L’évasion spectaculaire du général Abdelkader Haddad, alias Nasser El Djinn, ancien maître des arcanes du renseignement intérieur algérien, vers les côtes espagnoles d’Alicante, ne se limite pas à un affront direct au régime d’Alger. Elle met en lumière, de manière crue et implacable, l’incompétence abyssale des services de renseignement algériens. Selon les autorités espagnoles, Haddad est bien arrivé sur le sol espagnol, où il se trouve désormais sous la supervision des services locaux. Cette fuite, digne d’un thriller d’espionnage, révèle un système gangrené par la corruption, les rivalités internes et une incapacité chronique à sécuriser ses propres rangs. Comment un pays qui se prétend stable peut-il laisser disparaître un homme de l’envergure d’Haddad, détenant des secrets d’État aussi explosifs, s’évanouir dans la nature comme un vulgaire fugitif ?
Les services de renseignement algériens, autrefois redoutés pour leur omniprésence et leur efficacité, se sont ridiculisés dans une traque pathétique, barrages inefficaces, hélicoptères tournant dans le vide, perquisitions désordonnées… Alger a sombré dans un chaos digne des heures les plus sombres de la décennie noire. Haddad, expert en manipulation et en clandestinité, a exploité avec une aisance insultante les failles béantes d’un système censé le surveiller. Cette débâcle n’est pas un simple faux pas : elle illustre l’état de décomposition avancée d’une institution incapable de retenir un homme qu’elle avait elle-même hissé aux plus hautes sphères.
Le fait qu’Haddad ait pu se fondre parmi les harragas pour rejoindre l’Espagne à bord d’un bateau rapide constitue une gifle magistrale pour la Direction Générale de la Sécurité Intérieure (DGSI). Où étaient les agents censés le surveiller ? Où était la vigilance vantée par l’appareil sécuritaire ? Cette évasion n’est pas une prouesse individuelle isolée : elle dévoile un réseau de renseignement rongé par l’incompétence, les rivalités et une loyauté vacillante envers le régime.
L’affaire Haddad est le symptôme d’un mal profond qui ronge l’Algérie , un État fracturé, où les luttes de clans au sein de l’armée et des services secrets dictent le sort des hommes et des institutions. Depuis la mort d’Ahmed Gaïd Salah, le pouvoir est devenu un champ de bataille où généraux et officiers s’entredéchirent dans une guerre d’ego et de purges. Près de 200 officiers supérieurs, dont plus de soixante généraux, ont été emprisonnés sous le règne de Saïd Chengriha, chef d’état-major aussi autoritaire qu’instable.

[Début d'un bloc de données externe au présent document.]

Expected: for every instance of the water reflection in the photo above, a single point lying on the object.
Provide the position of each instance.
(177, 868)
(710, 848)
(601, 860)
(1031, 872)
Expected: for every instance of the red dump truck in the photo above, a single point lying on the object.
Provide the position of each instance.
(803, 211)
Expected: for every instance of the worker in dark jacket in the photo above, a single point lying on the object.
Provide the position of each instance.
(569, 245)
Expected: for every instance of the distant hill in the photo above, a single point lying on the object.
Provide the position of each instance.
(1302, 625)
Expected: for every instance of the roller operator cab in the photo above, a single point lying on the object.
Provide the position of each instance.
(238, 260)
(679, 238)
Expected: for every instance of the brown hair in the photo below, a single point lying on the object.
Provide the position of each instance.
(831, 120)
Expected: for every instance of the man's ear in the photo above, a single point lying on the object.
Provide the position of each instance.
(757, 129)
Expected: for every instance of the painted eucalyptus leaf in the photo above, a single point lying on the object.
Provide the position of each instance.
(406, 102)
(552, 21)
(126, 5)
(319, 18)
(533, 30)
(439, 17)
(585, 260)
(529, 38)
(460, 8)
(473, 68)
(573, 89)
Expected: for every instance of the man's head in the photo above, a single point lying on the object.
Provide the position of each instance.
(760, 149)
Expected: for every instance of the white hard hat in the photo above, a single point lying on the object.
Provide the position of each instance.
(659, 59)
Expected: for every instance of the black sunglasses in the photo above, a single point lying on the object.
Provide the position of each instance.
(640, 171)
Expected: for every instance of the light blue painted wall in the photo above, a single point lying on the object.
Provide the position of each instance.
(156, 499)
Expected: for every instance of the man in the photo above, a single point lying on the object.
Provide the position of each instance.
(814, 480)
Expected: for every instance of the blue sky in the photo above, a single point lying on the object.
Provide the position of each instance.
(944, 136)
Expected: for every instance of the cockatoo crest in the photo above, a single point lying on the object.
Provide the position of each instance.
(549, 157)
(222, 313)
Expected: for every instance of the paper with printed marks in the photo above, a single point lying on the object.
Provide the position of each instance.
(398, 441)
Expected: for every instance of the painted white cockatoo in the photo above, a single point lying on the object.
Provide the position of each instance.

Haddad, pourtant proche d’Abdelmadjid Tebboune, n’a pas échappé à cette machine à broyer, révélant l’absurde précarité des alliances au sommet.
les services de renseignement algériens, loin d’être une force unifiée, sont un nid de vipères où règnent méfiance et trahison. Comment un régime incapable de contrôler ses généraux peut-il prétendre gouverner ? L’Espagne, refuge de gradés en disgrâce comme Khaled Nezzar ou Habib Chentouf, reflète cruellement les dysfonctionnements algériens. Mais là où Madrid offre un sanctuaire aux puissants, elle n’épargne pas les subalternes comme Mohamed Benhalima, condamné à mort pour avoir dénoncé la corruption. Cette hypocrisie internationale ne fait qu’accentuer le scandale.
Haddad n’est pas un fugitif ordinaire , il détient des secrets qui pourraient ébranler les fondations d’un régime déjà vacillant. Les exactions de la décennie noire, les disparitions d’opposants, les dossiers de corruption touchant la nomenklatura risquent de refaire surface devant la justice espagnole. Déjà visé par une plainte pour l’enlèvement de Hicham Aboud à Barcelone en 2024, Haddad pourrait devenir le catalyseur d’une tempête judiciaire. Les familles de disparus, prêtes à porter plainte pour crimes contre l’humanité, aggraveraient encore la crise.
Le régime de Tebboune, englué dans ses contradictions, se retrouve face à un dilemme insoluble : traquer Haddad au risque de voir ses secrets exposés, ou l’ignorer et admettre son impuissance. Dans les deux cas, l’Algérie sort humiliée, son appareil sécuritaire démasqué comme une coquille vide, incapable de protéger ses intérêts ou de museler ses dissidents.
Cette fuite spectaculaire, loin d’être un exploit isolé, illustre une nation fracturée sous le poids de ses propres mensonges. Alors que l’Espagne devient le théâtre des règlements de comptes algériens, le monde observe, stupéfait, un régime qui s’effondre sous le regard de ses généraux en exil. L’affaire Haddad n’est que le prélude d’une crise bien plus vaste, dont les répercussions pourraient ébranler l’Algérie pendant des années.